Abstract
Climate change and anthropogenic replantation are supposed to greatly change vegetation coverage and ecosystem stability and functions, e.g., net primary productivity (NPP), evapotranspiration (ET) and water use efficiency (WUE). Our study compared WUE of nature- and human-induced forest cover increase on the Loess Plateau since 2000 using satellite-derived Vegetation Continuous Fields (VCF), NPP, ET. This study also applied over 30 years of model-based NPP and meteorological observations to compare the stability and changes brought up by the Grain for Green Project.

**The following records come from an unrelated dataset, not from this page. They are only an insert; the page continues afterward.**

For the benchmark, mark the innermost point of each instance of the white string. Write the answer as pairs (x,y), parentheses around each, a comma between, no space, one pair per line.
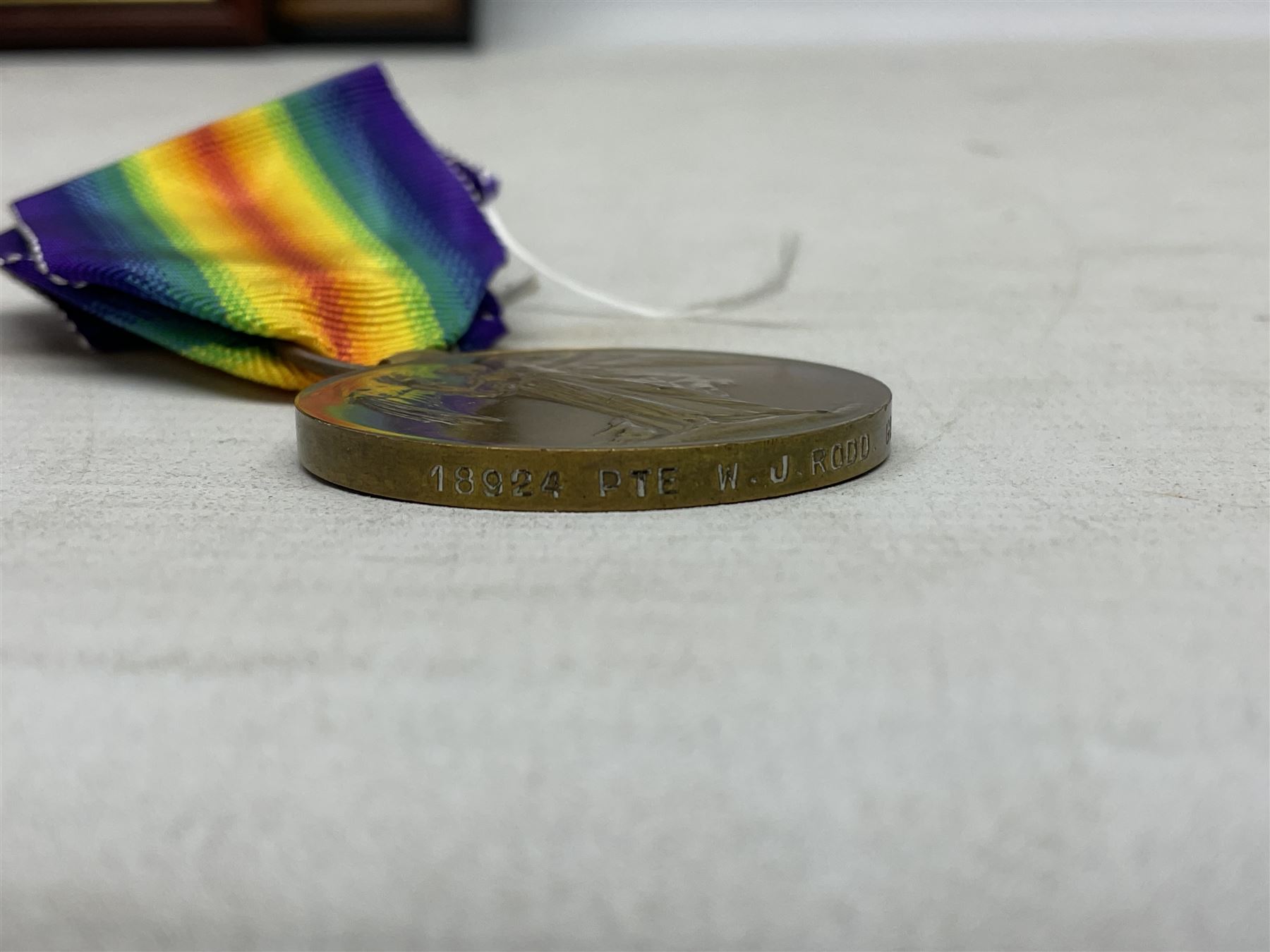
(768,286)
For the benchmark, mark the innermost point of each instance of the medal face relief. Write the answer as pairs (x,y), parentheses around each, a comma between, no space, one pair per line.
(592,429)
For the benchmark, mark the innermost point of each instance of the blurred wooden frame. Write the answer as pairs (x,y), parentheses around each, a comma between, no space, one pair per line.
(33,25)
(377,20)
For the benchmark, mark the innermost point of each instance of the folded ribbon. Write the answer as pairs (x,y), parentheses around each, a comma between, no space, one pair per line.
(323,219)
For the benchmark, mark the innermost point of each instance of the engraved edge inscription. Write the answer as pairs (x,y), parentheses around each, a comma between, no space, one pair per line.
(622,479)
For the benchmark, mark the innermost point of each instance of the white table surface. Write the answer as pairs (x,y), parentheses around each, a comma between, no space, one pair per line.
(1008,691)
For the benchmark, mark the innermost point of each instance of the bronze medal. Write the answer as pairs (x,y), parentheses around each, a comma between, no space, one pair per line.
(592,429)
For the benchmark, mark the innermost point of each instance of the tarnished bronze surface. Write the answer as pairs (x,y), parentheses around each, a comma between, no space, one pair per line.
(592,429)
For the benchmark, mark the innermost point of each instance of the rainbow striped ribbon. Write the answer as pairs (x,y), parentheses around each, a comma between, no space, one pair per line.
(323,219)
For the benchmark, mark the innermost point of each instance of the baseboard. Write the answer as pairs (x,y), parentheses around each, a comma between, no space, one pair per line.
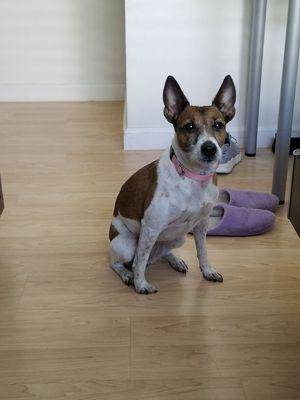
(160,138)
(10,93)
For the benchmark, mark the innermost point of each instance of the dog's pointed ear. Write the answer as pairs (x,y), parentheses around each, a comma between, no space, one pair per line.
(174,100)
(225,98)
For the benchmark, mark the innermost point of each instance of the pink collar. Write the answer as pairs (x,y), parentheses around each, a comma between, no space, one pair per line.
(188,173)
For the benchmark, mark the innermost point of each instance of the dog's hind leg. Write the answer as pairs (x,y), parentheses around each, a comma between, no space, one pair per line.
(162,250)
(176,263)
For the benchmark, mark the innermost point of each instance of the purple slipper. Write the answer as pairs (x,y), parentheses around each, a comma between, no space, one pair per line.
(239,221)
(239,198)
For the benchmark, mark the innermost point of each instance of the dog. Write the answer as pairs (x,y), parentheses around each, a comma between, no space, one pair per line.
(172,196)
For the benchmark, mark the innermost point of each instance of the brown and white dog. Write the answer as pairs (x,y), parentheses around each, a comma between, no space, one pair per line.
(163,201)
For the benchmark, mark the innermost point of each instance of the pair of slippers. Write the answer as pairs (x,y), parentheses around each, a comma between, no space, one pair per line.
(242,213)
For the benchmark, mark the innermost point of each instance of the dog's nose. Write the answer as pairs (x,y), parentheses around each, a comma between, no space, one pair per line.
(209,149)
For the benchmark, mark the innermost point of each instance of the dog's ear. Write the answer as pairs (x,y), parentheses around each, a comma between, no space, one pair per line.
(174,100)
(225,98)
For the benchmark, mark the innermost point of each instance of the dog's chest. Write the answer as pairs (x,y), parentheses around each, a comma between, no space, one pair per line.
(183,204)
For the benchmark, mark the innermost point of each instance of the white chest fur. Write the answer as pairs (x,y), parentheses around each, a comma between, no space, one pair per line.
(179,203)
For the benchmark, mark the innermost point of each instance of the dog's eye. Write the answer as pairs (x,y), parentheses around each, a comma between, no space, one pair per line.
(189,126)
(218,125)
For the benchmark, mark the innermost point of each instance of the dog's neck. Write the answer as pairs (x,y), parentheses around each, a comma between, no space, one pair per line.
(183,167)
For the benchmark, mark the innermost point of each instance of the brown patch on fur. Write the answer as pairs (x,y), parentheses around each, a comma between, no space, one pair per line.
(203,118)
(112,232)
(137,192)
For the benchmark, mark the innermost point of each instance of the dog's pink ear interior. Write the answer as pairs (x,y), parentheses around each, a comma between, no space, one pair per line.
(225,98)
(174,100)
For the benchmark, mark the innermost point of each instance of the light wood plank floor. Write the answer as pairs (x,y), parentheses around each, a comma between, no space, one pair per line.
(70,329)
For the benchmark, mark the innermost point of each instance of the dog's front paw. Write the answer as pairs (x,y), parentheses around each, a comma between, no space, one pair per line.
(144,287)
(211,275)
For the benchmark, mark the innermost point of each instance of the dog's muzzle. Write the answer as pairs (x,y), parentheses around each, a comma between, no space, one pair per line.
(209,150)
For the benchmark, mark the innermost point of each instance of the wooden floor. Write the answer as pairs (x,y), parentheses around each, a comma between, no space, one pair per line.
(69,329)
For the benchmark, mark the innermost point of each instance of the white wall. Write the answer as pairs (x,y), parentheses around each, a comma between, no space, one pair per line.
(199,42)
(62,50)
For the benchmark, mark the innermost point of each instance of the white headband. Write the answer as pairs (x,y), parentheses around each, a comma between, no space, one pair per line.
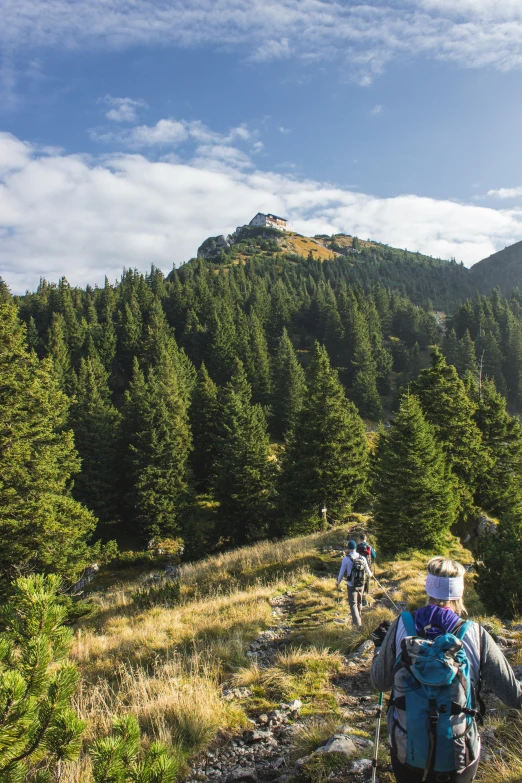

The result showed that the average forest coverage fraction increased from 7.1% (~4.5 × 104 km2) in 2000 to 11.2% (~7.3 × 104 km2) in 2014. Artificial forest cover increase occupied 76.43% of the significantly increasing tree cover regions. The role of revegetation practice in NPP and ET became gradually more dominant than climate factors in artificial forests from the northern to the southern part of the Loess Plateau. For areas experiencing limited forest coverage increase, artificial forest areas showed higher WUE than natural forest areas under similar mean annual precipitation (MAP). The difference in stability was small between neighboring natural and artificial forest areas. The northwest of the Loess Plateau had an increasing resilience, whereas the south of the Plateau had an increased resistance to precipitation and temperature change. The higher dependency of the northern reforested areas on climate fluctuation indicates a growing threat of water scarcity to the sustainability of anthropogenic reforestation in semi-arid regions.
Funder
Natural Science Foundation of China
Special Foundation for National Science and Technology Basic Research Program of China
Cited by
2 articles.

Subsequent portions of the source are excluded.